Talysh Call on Putin to Block Baku’s ‘War’ Against Them in Azerbaijan and Russia


Paul Goble

            Staunton, October 21 – The Talysh, an Iranian-speaking minority numbering some 600,000 in Azerbaijan and 400,000 in the Russian Federation, has appealed to Vladimir Putin to intervene with the Azerbaijan government which that nation says is conducting “a war” against them both within their historical homeland and in Russia as well.

            In an open letter prepared by Ismail Shabanov, president of the Talysh diaspora of Russia and a member of the Russian Presidential Council on Inter-Ethnic Relation, the Talysh say that over the last six months, Baku has unleashed its armed forces against their activists in what has become “a reign of terror” (realtribune.ru/news/world/1186).

            What is especially worrisome, the letter to Putin continues, is that these attacks are occurring “not only on the territory of Azerbaijan. Instead, the Azerbaijani authorities openly and boldly are carrying out against us terror and unequivocally threatening physical reprisal of activists of the Talysh diaspora on the territory of the Russian Federation.”

            According to the letter, “the authorities and media in Azerbaijan make absurd accusations against the Talysh all the time,” with Baku suggesting that “they are agents of Russia and Iran” or even of Armenia. The Azerbaijani authorities, it says, have even beaten in public Talysh from Russia whose only crime is to return home to Azerbaijan to visit their relatives.

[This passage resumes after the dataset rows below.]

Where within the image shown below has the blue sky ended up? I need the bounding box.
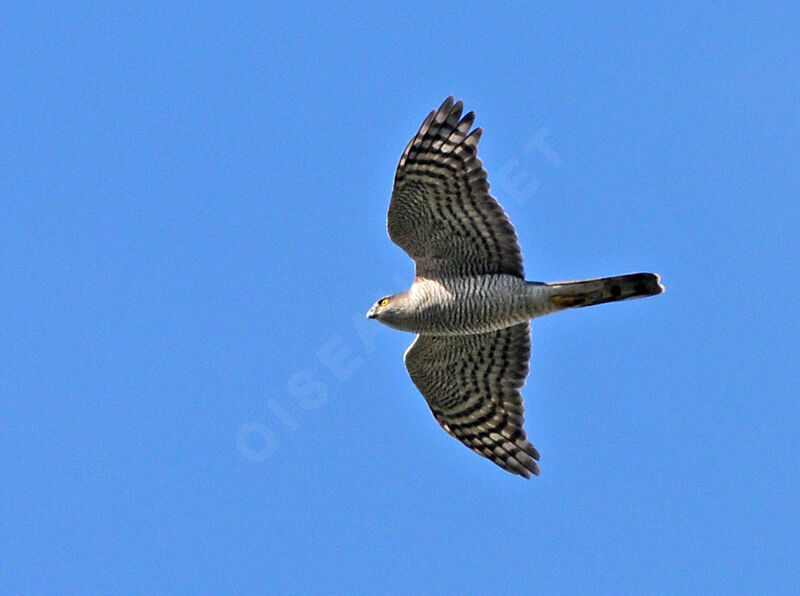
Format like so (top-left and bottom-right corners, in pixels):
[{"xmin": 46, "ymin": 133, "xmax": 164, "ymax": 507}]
[{"xmin": 0, "ymin": 2, "xmax": 800, "ymax": 594}]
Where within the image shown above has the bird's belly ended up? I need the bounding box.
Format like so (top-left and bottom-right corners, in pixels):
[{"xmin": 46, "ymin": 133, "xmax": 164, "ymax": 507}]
[{"xmin": 409, "ymin": 275, "xmax": 530, "ymax": 335}]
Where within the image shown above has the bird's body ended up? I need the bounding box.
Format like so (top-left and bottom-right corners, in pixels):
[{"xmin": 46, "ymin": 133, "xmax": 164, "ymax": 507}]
[
  {"xmin": 372, "ymin": 274, "xmax": 544, "ymax": 336},
  {"xmin": 367, "ymin": 97, "xmax": 664, "ymax": 477}
]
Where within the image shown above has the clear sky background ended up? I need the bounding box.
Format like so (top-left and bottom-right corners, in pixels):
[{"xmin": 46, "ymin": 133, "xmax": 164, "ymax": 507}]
[{"xmin": 0, "ymin": 2, "xmax": 800, "ymax": 594}]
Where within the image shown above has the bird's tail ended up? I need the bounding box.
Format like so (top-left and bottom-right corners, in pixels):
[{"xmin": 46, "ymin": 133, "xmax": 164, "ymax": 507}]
[{"xmin": 543, "ymin": 273, "xmax": 664, "ymax": 310}]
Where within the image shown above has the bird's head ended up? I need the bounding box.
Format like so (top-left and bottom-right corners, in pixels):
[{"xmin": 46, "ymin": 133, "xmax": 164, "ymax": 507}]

            “The Talysh are an ancient Indo-European people, and for millenia, we have been living in our historic lands … along the shores of the Caspian Sea and the Talysh mountains from the Sefirud River inn Iran to the Kura River in Azerbaijan.”  In 1993, they established the Talysh-Mugan Autonomous Republic within Azerbaijan, but Baku suppressed it as “separatist.”

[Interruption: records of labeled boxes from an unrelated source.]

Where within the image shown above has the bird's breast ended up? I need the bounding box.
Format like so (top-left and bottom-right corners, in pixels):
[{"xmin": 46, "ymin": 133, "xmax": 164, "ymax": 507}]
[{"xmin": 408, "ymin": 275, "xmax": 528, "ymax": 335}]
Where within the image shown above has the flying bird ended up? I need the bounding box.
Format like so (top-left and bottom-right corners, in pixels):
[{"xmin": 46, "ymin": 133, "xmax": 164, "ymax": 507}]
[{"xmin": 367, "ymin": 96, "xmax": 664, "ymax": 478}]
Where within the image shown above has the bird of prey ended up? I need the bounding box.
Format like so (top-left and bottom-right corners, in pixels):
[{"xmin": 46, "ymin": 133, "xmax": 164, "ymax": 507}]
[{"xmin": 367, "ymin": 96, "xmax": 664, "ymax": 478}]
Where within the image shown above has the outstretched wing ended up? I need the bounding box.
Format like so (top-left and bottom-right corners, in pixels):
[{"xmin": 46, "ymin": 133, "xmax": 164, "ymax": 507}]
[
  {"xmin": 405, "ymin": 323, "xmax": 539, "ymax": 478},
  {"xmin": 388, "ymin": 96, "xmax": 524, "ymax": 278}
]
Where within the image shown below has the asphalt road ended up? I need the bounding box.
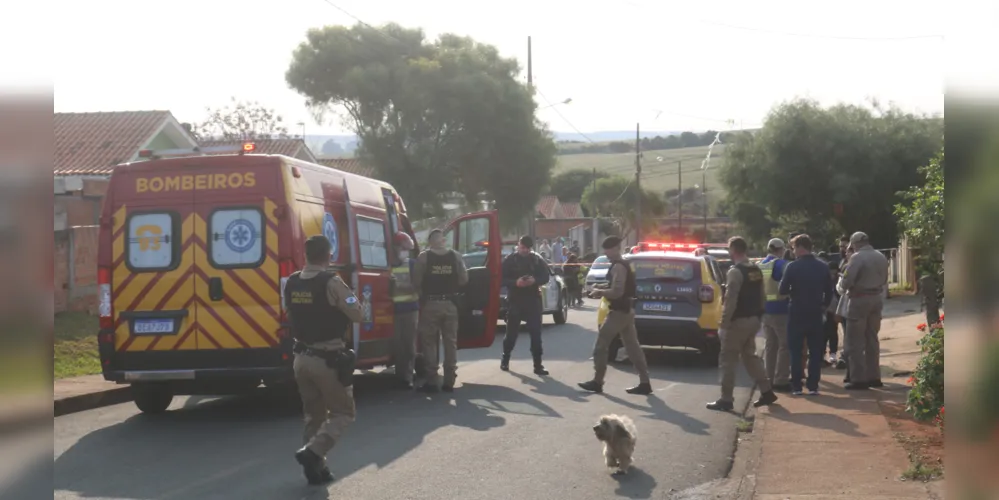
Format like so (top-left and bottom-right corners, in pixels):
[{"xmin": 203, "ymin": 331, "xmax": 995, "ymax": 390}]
[{"xmin": 54, "ymin": 308, "xmax": 750, "ymax": 500}]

            The letter to Putin says that “the main goal of the Azerbaijani authorities and elites consists of gradually pushing out the Talysh from these strategic territories in order to liquidate the Talysh barrier between the Turkic-speaking population of Iran and Azerbaijan” and in their place putting ethnic Azerbaijanis from Armenia, Karabakh, and Nakhchivan.

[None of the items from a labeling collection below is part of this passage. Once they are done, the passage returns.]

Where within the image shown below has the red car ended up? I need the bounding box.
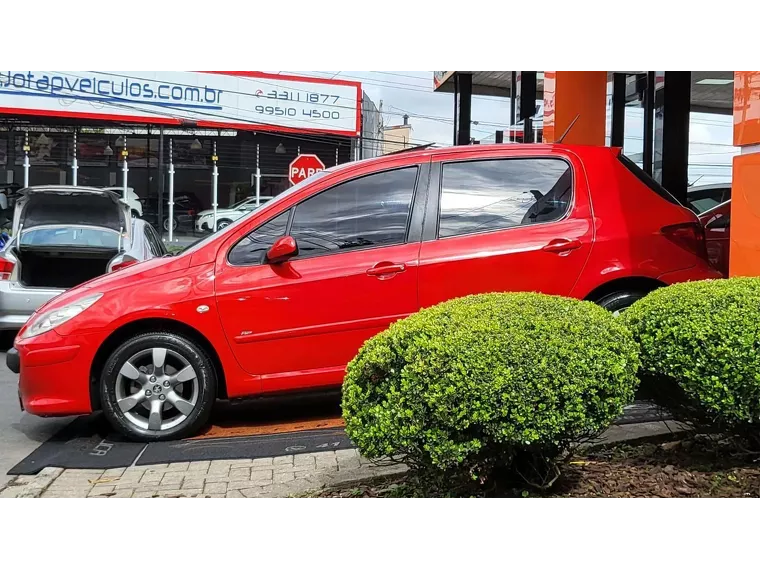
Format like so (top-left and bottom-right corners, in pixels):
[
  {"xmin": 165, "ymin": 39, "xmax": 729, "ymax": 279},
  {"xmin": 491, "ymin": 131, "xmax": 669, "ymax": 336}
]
[
  {"xmin": 699, "ymin": 200, "xmax": 731, "ymax": 276},
  {"xmin": 7, "ymin": 144, "xmax": 720, "ymax": 440}
]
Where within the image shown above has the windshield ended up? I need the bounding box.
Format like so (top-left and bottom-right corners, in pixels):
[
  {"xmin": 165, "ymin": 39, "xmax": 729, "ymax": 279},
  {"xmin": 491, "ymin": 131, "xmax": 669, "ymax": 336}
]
[
  {"xmin": 20, "ymin": 227, "xmax": 119, "ymax": 249},
  {"xmin": 179, "ymin": 169, "xmax": 334, "ymax": 255}
]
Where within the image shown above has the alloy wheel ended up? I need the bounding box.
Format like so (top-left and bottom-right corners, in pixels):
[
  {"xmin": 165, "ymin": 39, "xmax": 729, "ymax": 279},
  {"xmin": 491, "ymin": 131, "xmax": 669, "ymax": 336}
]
[{"xmin": 115, "ymin": 347, "xmax": 200, "ymax": 431}]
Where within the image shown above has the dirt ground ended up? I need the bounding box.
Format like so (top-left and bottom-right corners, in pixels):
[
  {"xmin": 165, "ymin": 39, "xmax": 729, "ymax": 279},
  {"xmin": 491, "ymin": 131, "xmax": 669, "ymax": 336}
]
[{"xmin": 310, "ymin": 437, "xmax": 760, "ymax": 498}]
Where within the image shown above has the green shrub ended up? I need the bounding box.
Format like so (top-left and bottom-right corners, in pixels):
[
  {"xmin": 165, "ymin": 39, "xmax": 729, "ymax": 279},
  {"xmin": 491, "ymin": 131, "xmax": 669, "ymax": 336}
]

            Baku’s “assimilationist machine” has been directed against the Talysh “since the times of the USSR” and must be stopped. The only ally the Talysh have is Russia, and therefore, the letter says, the Talysh are now appealing to Putin “as the head of a great power which historically has been the guarantor of the existence and security of many peoples, including the Talysh.”

            And the letter concludes: “The disappearance from the map of the Trans-Caucasus of the Talysh people would in no way improve the situation but to the contrary would lead to the domination in the Caucasus of non-indigenous peoples and that in turn would entail the most serious consequences.”

            It is unlikely that this letter would have been prepared, let alone published, without the backing of some in Moscow who view the Talysh as a lever against Baku and a bridge to Iran at least in reserve even if such people do not intend to do anything about the Talysh at the present time.

            But it is a reminder of the complexity of the region and of the ways in which the countries of the South Caucasus remain sufficiently ethnically diverse for outside powers and especially Russia to cause trouble or threaten to (cf. windowoneurasia2.blogspot.com/2017/04/ethnic-sorting-out-of-south-caucasus.html).